France charges man for burning, urinating on Koran

Written By DNA Web Team | Updated:

In a film, which was posted on the Internet, the 30-year-old blogger from Bischheim near Strasbourg is seen sitting in his living room wearing a devil's mask and tearing pages out of a copy of the Koran.

A blogger who filmed himself burning the Koran and urinating on it to put out the flames is to appear in court in eastern France, charged with incitement to religious hatred, legal sources said on Tuesday.                                           

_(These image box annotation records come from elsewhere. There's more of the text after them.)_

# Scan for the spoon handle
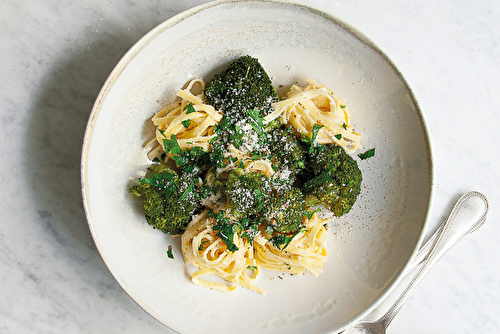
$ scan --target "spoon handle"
[377,191,488,327]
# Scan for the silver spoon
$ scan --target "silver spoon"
[343,191,488,334]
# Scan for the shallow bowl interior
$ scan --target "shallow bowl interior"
[82,1,432,334]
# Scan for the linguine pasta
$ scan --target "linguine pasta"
[149,79,361,294]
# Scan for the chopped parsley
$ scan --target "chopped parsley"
[183,102,196,115]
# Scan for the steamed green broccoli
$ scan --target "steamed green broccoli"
[265,188,306,233]
[302,145,362,216]
[225,168,272,219]
[269,127,306,171]
[204,56,278,123]
[129,164,199,235]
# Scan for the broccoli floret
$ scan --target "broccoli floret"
[225,168,272,219]
[269,128,305,171]
[302,145,362,216]
[265,188,305,233]
[204,56,278,123]
[129,164,199,235]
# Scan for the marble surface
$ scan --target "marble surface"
[0,0,500,334]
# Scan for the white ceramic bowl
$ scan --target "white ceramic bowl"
[82,1,432,334]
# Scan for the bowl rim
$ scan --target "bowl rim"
[80,0,435,332]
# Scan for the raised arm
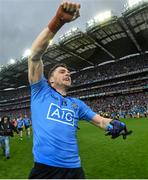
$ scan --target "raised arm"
[28,2,80,83]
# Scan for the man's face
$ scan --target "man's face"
[50,67,71,88]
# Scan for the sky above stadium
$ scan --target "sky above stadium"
[0,0,127,66]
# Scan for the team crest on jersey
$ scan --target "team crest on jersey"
[71,102,78,109]
[47,103,75,126]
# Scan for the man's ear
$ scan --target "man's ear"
[48,77,54,84]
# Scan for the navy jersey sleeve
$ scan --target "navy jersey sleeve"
[79,100,96,121]
[31,76,51,98]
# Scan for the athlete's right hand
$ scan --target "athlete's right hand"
[56,2,80,23]
[48,2,80,34]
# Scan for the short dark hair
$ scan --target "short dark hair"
[48,63,68,79]
[1,116,10,122]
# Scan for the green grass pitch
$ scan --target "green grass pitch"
[0,118,148,179]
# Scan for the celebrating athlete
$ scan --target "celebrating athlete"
[28,1,132,179]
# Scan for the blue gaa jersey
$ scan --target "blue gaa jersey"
[31,78,96,168]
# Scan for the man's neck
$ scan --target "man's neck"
[53,87,67,96]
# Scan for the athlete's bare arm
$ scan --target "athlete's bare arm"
[28,2,80,83]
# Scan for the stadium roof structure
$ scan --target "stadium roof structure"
[0,2,148,90]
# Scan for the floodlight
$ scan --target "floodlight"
[94,11,112,23]
[128,0,143,8]
[23,49,31,58]
[87,11,112,27]
[9,59,15,64]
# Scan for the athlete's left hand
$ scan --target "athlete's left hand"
[106,119,132,139]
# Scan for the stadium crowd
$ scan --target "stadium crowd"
[72,58,148,85]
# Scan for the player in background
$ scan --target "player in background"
[17,116,24,140]
[0,116,18,159]
[23,114,30,137]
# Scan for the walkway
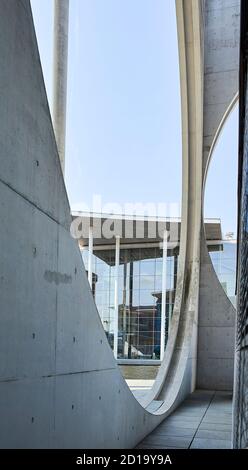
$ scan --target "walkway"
[137,390,232,449]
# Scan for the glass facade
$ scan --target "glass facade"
[82,241,236,359]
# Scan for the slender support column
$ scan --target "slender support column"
[114,236,120,359]
[160,230,168,361]
[88,227,93,289]
[53,0,69,174]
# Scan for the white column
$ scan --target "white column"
[88,227,93,289]
[53,0,69,174]
[160,230,168,361]
[114,236,120,359]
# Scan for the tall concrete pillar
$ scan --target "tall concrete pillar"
[53,0,69,174]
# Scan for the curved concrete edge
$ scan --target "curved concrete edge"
[196,227,236,391]
[0,0,169,448]
[0,0,239,448]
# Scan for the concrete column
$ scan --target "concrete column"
[88,227,93,289]
[114,236,120,359]
[53,0,69,174]
[160,230,167,361]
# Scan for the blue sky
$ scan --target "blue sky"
[31,0,237,234]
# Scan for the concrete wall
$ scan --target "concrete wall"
[0,0,240,448]
[0,0,163,448]
[196,0,240,390]
[196,239,235,390]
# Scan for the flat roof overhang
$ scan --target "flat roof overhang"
[72,212,222,248]
[72,212,222,265]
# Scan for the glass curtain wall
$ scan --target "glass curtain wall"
[82,247,178,359]
[82,241,236,359]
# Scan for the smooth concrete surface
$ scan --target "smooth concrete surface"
[126,379,154,401]
[119,365,159,382]
[196,0,240,390]
[137,390,232,449]
[0,0,240,448]
[0,0,162,448]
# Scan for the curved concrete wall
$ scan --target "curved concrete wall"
[196,0,240,390]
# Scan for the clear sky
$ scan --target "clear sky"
[31,0,237,239]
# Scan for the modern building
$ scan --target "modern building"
[73,212,236,364]
[234,0,248,448]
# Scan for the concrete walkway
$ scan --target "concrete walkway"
[137,390,232,449]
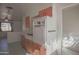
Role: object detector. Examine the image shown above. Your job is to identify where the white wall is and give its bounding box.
[21,3,52,16]
[0,3,22,43]
[63,5,79,34]
[7,32,21,43]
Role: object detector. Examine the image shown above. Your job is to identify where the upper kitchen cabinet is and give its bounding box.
[39,7,52,16]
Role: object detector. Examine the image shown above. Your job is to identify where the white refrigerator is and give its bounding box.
[32,16,57,54]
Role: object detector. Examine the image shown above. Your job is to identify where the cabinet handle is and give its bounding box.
[48,30,56,32]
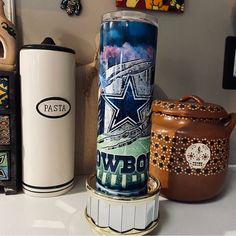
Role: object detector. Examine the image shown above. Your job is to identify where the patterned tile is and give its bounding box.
[0,115,11,145]
[0,151,9,181]
[0,77,9,110]
[116,0,184,13]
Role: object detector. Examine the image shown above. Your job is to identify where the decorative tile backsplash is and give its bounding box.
[0,115,11,145]
[0,151,10,181]
[0,77,9,110]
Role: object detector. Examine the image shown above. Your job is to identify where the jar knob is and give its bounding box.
[179,95,205,104]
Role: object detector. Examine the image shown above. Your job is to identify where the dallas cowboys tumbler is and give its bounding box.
[96,11,158,196]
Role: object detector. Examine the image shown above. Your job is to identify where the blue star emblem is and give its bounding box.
[104,80,149,131]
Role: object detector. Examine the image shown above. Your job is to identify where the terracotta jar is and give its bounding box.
[150,96,236,202]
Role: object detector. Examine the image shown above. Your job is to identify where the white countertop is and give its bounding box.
[0,168,236,235]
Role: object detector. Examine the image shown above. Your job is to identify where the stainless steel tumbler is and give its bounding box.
[96,11,158,196]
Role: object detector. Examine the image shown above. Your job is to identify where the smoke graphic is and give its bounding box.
[101,42,155,68]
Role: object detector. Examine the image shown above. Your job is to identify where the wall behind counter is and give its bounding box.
[16,0,236,173]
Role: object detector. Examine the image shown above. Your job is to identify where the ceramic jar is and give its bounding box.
[150,96,236,202]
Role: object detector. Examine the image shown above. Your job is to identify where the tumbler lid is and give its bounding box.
[22,37,75,54]
[102,11,158,27]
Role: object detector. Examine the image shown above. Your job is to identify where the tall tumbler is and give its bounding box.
[96,11,158,196]
[20,38,75,197]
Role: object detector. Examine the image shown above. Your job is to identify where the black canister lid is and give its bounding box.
[22,37,75,54]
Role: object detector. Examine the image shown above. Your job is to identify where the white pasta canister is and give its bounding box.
[20,38,75,197]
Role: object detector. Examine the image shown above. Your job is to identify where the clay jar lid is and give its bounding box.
[152,95,228,119]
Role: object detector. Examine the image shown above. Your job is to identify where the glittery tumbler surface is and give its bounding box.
[97,11,157,196]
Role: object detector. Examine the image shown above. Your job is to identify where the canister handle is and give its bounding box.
[179,95,205,104]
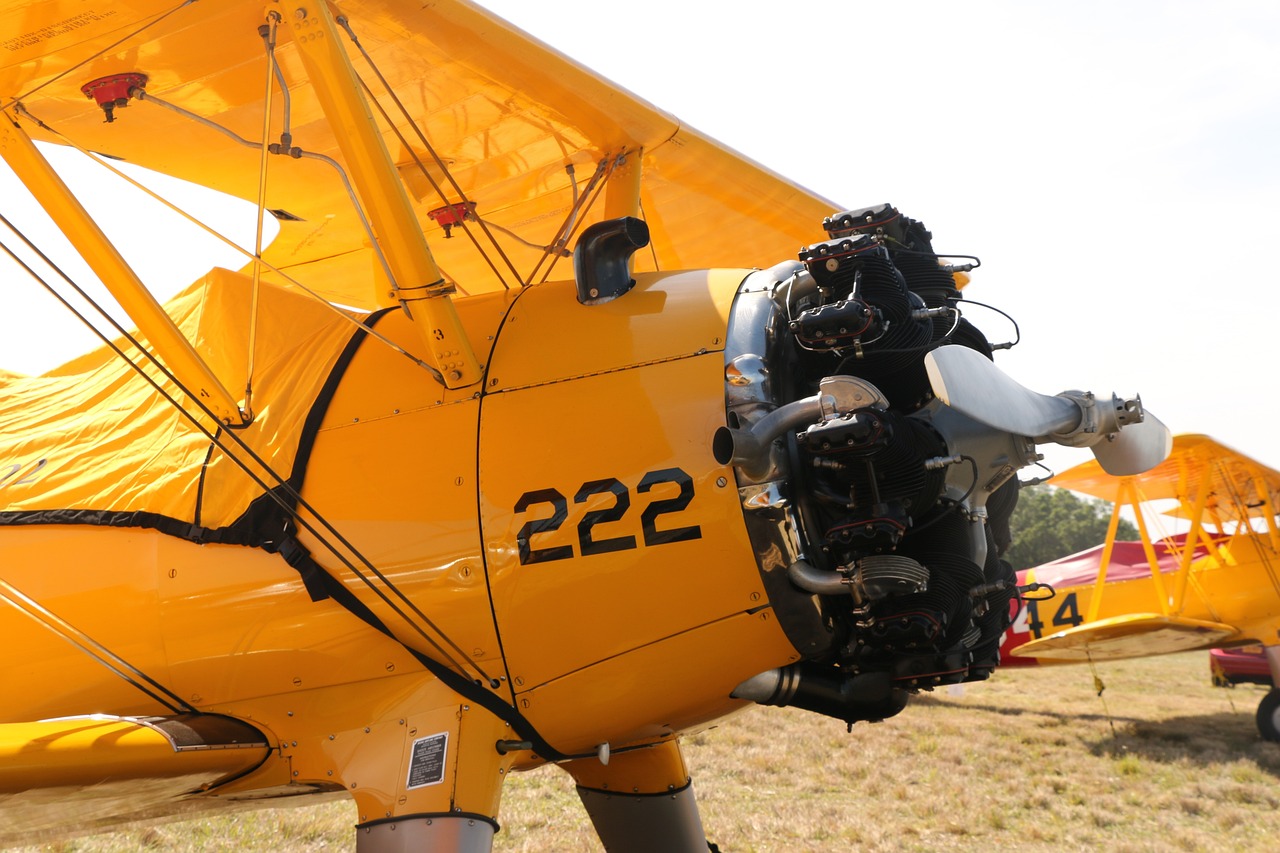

Threats in September by a Florida preacher to hold a high-profile protest burning of the Koran sparked global outrage among Muslims, and triggered violent protests in Afghanistan in which one protester was shot dead.                                           
 
The book-burning subsequently was cancelled, after US president Barack Obama warned it could endanger lives and act as a recruiting tool for al-Qaeda.                                            

In the film, which was posted on the Internet, the 30-year-old blogger from Bischheim near Strasbourg is seen sitting in his living room wearing a devil's mask and tearing pages out of a copy of the Koran to make paper airplanes.                                      

He then throws the airplanes at two upended boxes, arranged to look like the Twin Towers in New York, before burning the book on his balcony and urinating on it.                                           
 
The man, who was arrested on Monday, faces up to five years in prison after being identified by police using his telephone number which is visible in the images.                                           

"He claims full responsibility. He says he's not a right-wing extremist but that in France he can burn the Koran, just as he can burn a Winnie the Pooh book, without worrying about the consequences," Strasbourg deputy prosecutor Gilles Delorme told Reuters.                                           

The Strasbourg blogger gave no explanation for his act, Delorme said, but the incident is the latest in a spate of anti-Semitic and anti-Muslim acts of vandalism in the city since the start of the year.

The French Muslim Council (CFCM) said on Tuesday it would file a complaint against the blogger, but called on French Muslims "to remain vigilant and face this series of provocations with calm."

The incident comes when the country is already on heightened alert for potential attacks, following the kidnapping last month of five French hostages in Niger by al-Qaeda's North African arm and a number of bomb threats across the capital Paris.